By Kipchumba Some
The Standard (Nairobi, Kenya)
June 7, 2009
Three years ago, Fr George Githui would have been ashamed to tell anyone he is a grandfather. As a priest of the Roman Catholic Church, he is sworn to celibacy.
As such, getting romantically involved with women is not only forbidden but also grounds for being defrocked.
But when one month ago his son, 32, informed him he was a grandfather, tears of joy welled in his eyes. He reckons that breaking that vow might have been the best single mistake he has made in life so far.
"There are no words to describe the feelings that swept over me when I was informed I was a grandfather," he says.
Fr Githui broke his celibacy vow in 1976, after he fell in love with Ms Lucy Njeri, a nurse in Eldoret. He was ordained into priesthood the same year. He was then serving at St Patrick’s Parish in Iten.
"I met a nice woman and fell in love with her.
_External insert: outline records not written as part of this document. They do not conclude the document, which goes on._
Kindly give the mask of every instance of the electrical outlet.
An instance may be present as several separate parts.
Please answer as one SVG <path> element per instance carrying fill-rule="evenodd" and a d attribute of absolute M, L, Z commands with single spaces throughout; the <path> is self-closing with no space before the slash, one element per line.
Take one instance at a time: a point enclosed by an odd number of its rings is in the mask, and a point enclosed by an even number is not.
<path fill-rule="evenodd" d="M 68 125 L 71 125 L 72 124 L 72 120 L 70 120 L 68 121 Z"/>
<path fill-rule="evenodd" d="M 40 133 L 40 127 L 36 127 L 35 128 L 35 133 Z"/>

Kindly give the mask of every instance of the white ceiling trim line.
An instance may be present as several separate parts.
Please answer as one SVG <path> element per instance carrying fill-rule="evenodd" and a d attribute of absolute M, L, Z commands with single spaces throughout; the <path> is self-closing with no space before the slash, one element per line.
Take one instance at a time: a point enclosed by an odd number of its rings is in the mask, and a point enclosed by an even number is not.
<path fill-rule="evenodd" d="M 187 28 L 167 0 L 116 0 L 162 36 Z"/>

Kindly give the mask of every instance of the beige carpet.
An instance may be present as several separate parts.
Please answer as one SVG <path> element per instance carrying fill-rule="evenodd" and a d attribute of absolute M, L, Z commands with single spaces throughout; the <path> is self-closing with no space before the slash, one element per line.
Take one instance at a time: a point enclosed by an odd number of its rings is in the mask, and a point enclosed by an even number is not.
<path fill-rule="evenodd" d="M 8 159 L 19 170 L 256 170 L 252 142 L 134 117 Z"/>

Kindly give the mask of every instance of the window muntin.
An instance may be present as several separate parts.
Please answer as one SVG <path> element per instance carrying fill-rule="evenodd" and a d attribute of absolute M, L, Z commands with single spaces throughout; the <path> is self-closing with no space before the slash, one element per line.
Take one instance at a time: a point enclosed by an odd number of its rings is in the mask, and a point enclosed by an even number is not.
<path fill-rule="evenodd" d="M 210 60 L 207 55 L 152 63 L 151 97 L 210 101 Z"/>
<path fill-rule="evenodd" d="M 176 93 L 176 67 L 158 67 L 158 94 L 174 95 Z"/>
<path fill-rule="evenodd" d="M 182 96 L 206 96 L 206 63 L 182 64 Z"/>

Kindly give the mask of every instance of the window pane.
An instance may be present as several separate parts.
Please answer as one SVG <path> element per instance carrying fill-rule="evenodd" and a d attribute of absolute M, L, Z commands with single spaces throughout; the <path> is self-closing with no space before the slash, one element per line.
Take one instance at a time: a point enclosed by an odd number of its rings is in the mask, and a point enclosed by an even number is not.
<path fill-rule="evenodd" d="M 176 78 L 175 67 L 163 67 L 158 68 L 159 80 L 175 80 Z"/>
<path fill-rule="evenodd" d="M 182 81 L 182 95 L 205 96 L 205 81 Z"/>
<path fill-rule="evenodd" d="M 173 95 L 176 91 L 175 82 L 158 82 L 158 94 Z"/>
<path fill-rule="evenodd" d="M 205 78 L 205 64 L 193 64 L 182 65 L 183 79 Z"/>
Everything stopped to matter when I met her," says the 62-year-old. The two lovers got their son in 1977.
Tired of hiding
For the next 28 years, they lived a secret life. But all along, he never thought of abandoning his family.
"Some colleagues abandoned their families after "messing up". I did not want to be like them," he says.
But as he rose within the church, he began to question the rationale for the celibacy vow.
"Almost all the priests I knew had children or girlfriends," he says.
He says his immediate superiors knew of his family, but told him it was alright if only he kept quiet about it.
However, as a professor of Theology at the Catholic University of Eastern Africa, he used intellectual forums to challenge the church’s celibacy law.
He reckons this was perhaps the reason for his suspension in 2003, after church leaders got wind he had a family.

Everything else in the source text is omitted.